La CJUE pose les conditions pour qu’une subvention exercée dans le cadre d’une mission d’intérêt général et économique puisse ne pas être qualifiée d’aide au sens du droit européen :

  • L’entreprise bénéficiaire doit effectivement être chargée d’une mission de service public et ses obligations en ce sens doivent être clairement définies. Cela implique que, dans l’acte de délégation du SP, on doit trouver préciser la nature exacte de la mission confiée, la durée, et les coûts que ces entreprises devront supporter.
  • Les critères et paramètres permettant d’établir la compensation doivent être préalablement établis de façon objective et transparente.
  • Proportionnalité entre le montant de la subvention et les charges de SP. Cela implique que si l’on est face à une subvention qui excède la charge de SP, elle devra être notifiée à la commission pour qu’elle vérifie si elle peut bénéficier des dérogations prévues par le traité.
  • Lorsque l’attribution de la mission de SP, ne se fait pas de façon contractuelle, mais par le biais d’un acte unilatéral, le montant de compensation doit être calculé sur la base de la moyenne des coûts qu’une entreprise correctement gérée devrait supporter pour remplir une mission analogue.

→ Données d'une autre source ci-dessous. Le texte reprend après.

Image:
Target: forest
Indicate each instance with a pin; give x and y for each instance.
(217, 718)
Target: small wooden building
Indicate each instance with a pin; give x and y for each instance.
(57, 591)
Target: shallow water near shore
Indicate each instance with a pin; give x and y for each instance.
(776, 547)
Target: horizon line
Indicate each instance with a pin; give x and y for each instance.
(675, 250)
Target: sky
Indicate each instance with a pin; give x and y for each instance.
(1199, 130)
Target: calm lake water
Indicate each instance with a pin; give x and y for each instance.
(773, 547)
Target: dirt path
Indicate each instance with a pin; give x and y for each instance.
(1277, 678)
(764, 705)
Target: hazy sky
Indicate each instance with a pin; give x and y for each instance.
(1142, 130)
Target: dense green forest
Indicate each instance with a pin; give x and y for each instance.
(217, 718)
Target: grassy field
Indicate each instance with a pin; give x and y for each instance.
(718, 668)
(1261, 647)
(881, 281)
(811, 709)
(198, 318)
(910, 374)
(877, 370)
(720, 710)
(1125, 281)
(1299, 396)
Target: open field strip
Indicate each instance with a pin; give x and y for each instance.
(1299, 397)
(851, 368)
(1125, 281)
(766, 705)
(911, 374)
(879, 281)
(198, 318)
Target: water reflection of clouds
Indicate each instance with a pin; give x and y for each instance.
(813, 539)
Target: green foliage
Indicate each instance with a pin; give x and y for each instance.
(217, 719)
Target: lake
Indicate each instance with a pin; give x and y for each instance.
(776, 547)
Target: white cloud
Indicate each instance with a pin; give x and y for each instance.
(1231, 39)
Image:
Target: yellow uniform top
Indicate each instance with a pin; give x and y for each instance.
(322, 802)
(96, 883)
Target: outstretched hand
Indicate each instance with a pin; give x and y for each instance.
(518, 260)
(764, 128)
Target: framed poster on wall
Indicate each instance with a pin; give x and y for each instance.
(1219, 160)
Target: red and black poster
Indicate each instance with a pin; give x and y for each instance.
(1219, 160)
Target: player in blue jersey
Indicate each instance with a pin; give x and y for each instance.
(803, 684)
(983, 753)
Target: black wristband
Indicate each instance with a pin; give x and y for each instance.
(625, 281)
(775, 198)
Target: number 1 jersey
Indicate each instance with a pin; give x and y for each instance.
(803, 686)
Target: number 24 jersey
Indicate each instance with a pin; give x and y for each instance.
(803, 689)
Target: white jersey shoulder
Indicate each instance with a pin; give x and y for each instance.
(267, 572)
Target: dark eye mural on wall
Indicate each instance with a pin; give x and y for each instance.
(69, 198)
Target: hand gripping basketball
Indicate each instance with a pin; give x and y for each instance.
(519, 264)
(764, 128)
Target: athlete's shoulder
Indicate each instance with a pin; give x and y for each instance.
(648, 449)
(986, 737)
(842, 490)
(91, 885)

Ces 4 critères sont cumulatifs.

Si ces 4 conditions sont remplies, l’aide n’a pas à être notifiée à la Commission et peut être directement mise en place.

Si une des conditions est manquante, l’aide constitue une aide interdite par l’article 107 paragraphe 1 du TFUE mais qui peut bénéficier des dérogations prévues par l’article 107 paragraphe 3. ce qui implique qu’elle doit être notifiée préalablement à sa mise en vigueur à la Commission.

La Commission a clarifié la jurisprudence Altmark : Premier ensemble d’actes adoptés en 2005 remplacé par un autre ensemble d’actes adoptés le 20 décembre 2011.

Pour l’application de l’article 106 paragraphe 2 relative aux aides d’État sous forme de compensation de Services Publics à des entreprises de Service Public d’intérêt général, une décision de la Commission (2011) reprend la jurisprudenceAltmark.

Une communication en 2011, pour l’application des règles de l’UE, en matière d’aides d’État aux compensations octroyées pour un SEIG : la commission précise la jurisprudence de la Cour qui n’a pas de portée normative.

On a enfin un encadrement de l’UE, qui n’a pas non plus de portée normative, applicable aux aides d’État sous forme de compensation de Service Public. Il ne concerne que les subventions qui ne remplissent pas les conditions d’Altmak.